I was unaware of many of the efforts South Koreans, including their government and churches, put into getting people out of North Korea and helping them once they arrive in the South. I wish them luck in their efforts.

As for the book, Harden had an incredibly interesting story at his disposal which I think covered a multitude of weaknesses in pacing and prose.

Rating: 7.5

Wednesday, May 27, 2015

The One with The Husband's Secret

323. Title & Author: The Husband’s Secret by Liane Moriarty (445 pages)
Genre: Fiction—Novel
Completed: 21 May 2015

Summary & Review:
Cecilia is blessed with a picture perfect life: handsome husband, three wonderful daughters, and a successful business. All of that is upended, however, when she finds a letter addressed to her from her husband with instructions only to open it in the event of his death. When the weight of not knowing becomes too heavy, she opens the letter and her life will never be the same.

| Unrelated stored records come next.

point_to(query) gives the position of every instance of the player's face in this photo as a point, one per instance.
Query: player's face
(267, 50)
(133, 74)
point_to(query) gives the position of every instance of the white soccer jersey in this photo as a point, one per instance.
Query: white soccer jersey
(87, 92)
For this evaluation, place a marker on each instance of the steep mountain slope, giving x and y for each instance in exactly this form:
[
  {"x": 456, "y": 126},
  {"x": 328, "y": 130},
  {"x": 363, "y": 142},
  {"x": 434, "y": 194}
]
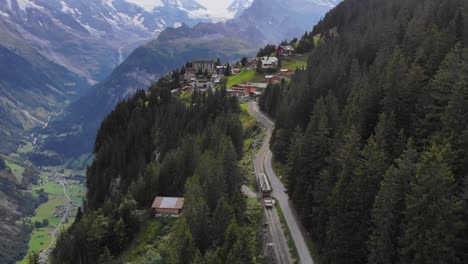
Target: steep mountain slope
[
  {"x": 265, "y": 21},
  {"x": 32, "y": 87},
  {"x": 374, "y": 133},
  {"x": 52, "y": 51}
]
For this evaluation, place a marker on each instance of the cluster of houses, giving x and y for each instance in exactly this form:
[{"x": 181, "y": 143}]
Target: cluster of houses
[{"x": 203, "y": 75}]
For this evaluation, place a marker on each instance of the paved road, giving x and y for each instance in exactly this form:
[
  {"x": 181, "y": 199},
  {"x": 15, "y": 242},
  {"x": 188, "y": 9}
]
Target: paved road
[{"x": 264, "y": 161}]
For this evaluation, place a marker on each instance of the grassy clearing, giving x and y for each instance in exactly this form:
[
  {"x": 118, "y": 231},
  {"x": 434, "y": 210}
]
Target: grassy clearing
[
  {"x": 16, "y": 169},
  {"x": 253, "y": 137},
  {"x": 40, "y": 237},
  {"x": 149, "y": 235},
  {"x": 244, "y": 76},
  {"x": 287, "y": 233},
  {"x": 295, "y": 62}
]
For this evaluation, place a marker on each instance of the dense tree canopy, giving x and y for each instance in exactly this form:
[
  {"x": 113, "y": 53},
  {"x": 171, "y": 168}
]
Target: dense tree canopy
[
  {"x": 374, "y": 132},
  {"x": 154, "y": 145}
]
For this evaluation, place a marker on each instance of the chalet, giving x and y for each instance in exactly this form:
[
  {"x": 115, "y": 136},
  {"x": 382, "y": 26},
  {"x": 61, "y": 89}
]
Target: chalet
[
  {"x": 243, "y": 89},
  {"x": 221, "y": 69},
  {"x": 252, "y": 63},
  {"x": 269, "y": 62},
  {"x": 286, "y": 73},
  {"x": 216, "y": 79},
  {"x": 285, "y": 50},
  {"x": 204, "y": 66},
  {"x": 171, "y": 206}
]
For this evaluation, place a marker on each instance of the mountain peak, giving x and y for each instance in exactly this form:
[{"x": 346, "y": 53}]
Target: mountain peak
[{"x": 238, "y": 6}]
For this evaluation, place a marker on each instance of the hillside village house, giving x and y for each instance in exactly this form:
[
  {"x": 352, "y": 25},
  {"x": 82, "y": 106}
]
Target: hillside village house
[
  {"x": 285, "y": 50},
  {"x": 204, "y": 66},
  {"x": 168, "y": 206},
  {"x": 269, "y": 62}
]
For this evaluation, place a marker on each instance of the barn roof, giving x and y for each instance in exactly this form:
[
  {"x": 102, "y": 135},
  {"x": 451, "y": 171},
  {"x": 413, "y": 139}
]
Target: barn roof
[{"x": 168, "y": 203}]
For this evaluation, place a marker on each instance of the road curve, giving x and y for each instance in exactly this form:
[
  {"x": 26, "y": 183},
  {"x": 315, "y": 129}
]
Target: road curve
[{"x": 278, "y": 188}]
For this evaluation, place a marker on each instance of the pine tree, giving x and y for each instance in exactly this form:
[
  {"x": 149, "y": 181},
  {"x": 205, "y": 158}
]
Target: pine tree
[
  {"x": 439, "y": 92},
  {"x": 228, "y": 71},
  {"x": 294, "y": 163},
  {"x": 432, "y": 212},
  {"x": 33, "y": 258},
  {"x": 344, "y": 209},
  {"x": 387, "y": 214}
]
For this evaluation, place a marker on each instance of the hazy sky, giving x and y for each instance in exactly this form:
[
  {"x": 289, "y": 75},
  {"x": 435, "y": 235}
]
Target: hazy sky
[
  {"x": 216, "y": 5},
  {"x": 216, "y": 8}
]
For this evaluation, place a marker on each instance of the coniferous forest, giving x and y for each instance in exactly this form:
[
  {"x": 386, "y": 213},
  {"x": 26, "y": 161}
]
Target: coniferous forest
[
  {"x": 374, "y": 133},
  {"x": 153, "y": 144}
]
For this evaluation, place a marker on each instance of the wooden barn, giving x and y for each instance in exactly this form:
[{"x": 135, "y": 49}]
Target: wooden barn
[{"x": 171, "y": 206}]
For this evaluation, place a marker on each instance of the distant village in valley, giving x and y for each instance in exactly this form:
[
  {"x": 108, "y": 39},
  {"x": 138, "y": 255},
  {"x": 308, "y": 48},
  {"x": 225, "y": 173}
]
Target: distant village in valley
[{"x": 247, "y": 78}]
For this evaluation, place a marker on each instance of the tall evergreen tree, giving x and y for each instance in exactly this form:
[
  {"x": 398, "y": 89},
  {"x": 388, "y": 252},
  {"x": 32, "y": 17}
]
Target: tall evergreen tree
[
  {"x": 432, "y": 216},
  {"x": 387, "y": 214}
]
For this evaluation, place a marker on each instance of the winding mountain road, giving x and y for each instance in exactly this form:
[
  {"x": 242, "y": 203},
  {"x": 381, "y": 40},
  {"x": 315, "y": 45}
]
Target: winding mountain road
[{"x": 263, "y": 164}]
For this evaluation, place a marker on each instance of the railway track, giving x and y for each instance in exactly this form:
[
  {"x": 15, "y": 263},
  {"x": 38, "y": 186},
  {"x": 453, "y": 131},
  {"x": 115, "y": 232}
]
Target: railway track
[
  {"x": 263, "y": 164},
  {"x": 279, "y": 241}
]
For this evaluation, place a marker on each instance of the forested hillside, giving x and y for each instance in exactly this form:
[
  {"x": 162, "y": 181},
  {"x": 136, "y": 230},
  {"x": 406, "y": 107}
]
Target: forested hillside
[
  {"x": 153, "y": 144},
  {"x": 374, "y": 133}
]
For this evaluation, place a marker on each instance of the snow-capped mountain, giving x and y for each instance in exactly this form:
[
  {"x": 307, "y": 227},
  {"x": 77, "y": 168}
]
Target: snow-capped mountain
[
  {"x": 51, "y": 51},
  {"x": 91, "y": 37},
  {"x": 238, "y": 6}
]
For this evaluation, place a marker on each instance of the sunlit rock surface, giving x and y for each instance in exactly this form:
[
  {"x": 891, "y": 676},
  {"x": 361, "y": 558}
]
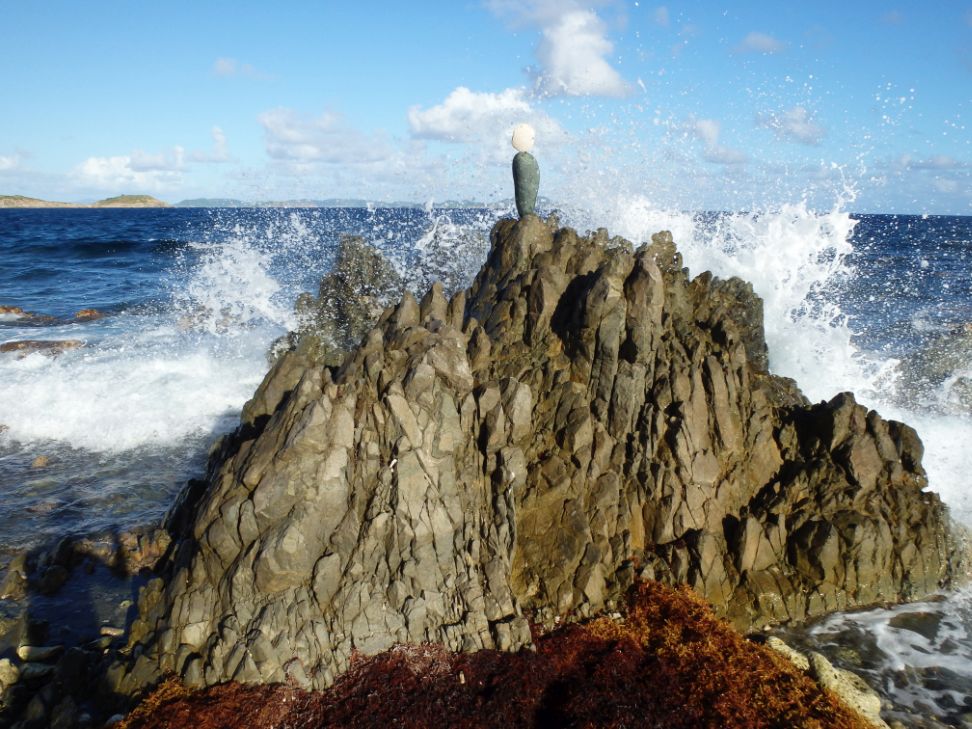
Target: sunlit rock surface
[{"x": 584, "y": 414}]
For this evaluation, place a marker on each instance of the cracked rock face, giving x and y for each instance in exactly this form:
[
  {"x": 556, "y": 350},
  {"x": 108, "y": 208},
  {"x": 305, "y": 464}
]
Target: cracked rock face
[{"x": 583, "y": 415}]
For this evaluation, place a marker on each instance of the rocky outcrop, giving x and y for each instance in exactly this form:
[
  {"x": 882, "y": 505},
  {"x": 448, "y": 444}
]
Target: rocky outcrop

After my wife read and loved Liane Moriarty’s Big Little Lies (#319), she bought this one and “made” me read it when she was finished. Moriarty definitely has subjects she likes to write about: school moms (or “mums” in her Australian English), marriage, secrets within marriage, suburbia, murder in said suburbia, etc. So, there were a lot of similarities between the two novels of hers that I have read. That wasn’t necessarily a bad thing, because I had really enjoyed Big Little Lies, too. This was another entertaining novel and Moriarty has a light prose that is easy to read. While I didn’t like this one quite as much, it was still fun to read.

Rating: 7.0

Wednesday, May 20, 2015

The One with Trickle Down Theory and Tax Cuts for the Rich

322. Title & Author: “Trickle Down” Theory and “Tax Cuts for the Rich” by Thomas Sowell (13 pages)
Genre: Nonfiction—Economics
Completed: 14 May 2015

Summary & Review:
Economist Thomas Sowell examines the oft-ridiculed (by the left) "Trickle Down" theory of economics along with the tax cuts that supposedly are justified by such a theory. As Sowell succinctly explains, no free-market economist has ever advocated a “trickle down” model nor have they used such logic to justify tax cuts. Rather, tax cuts have been shown—repeatedly—to result in increased tax revenues while simultaneously spurring economic growth.

Sowell has a talent for simplifying arguments so that laymen like me can understand them. However, he doesn’t dumb it down or condescend to his audience. Rather, he explains things clearly as only someone who truly understands his subject can. As a Millennial, I’ve had numerous arguments with classmates, colleagues, and friends about “trickle down economics.” It is amazing how pervasive that myth has become. I think I’ll just buy thirty copies of this little book and pass them out to people as the subject comes up. 1,000 words by Tom Sowell are worth about 100,000 of my words.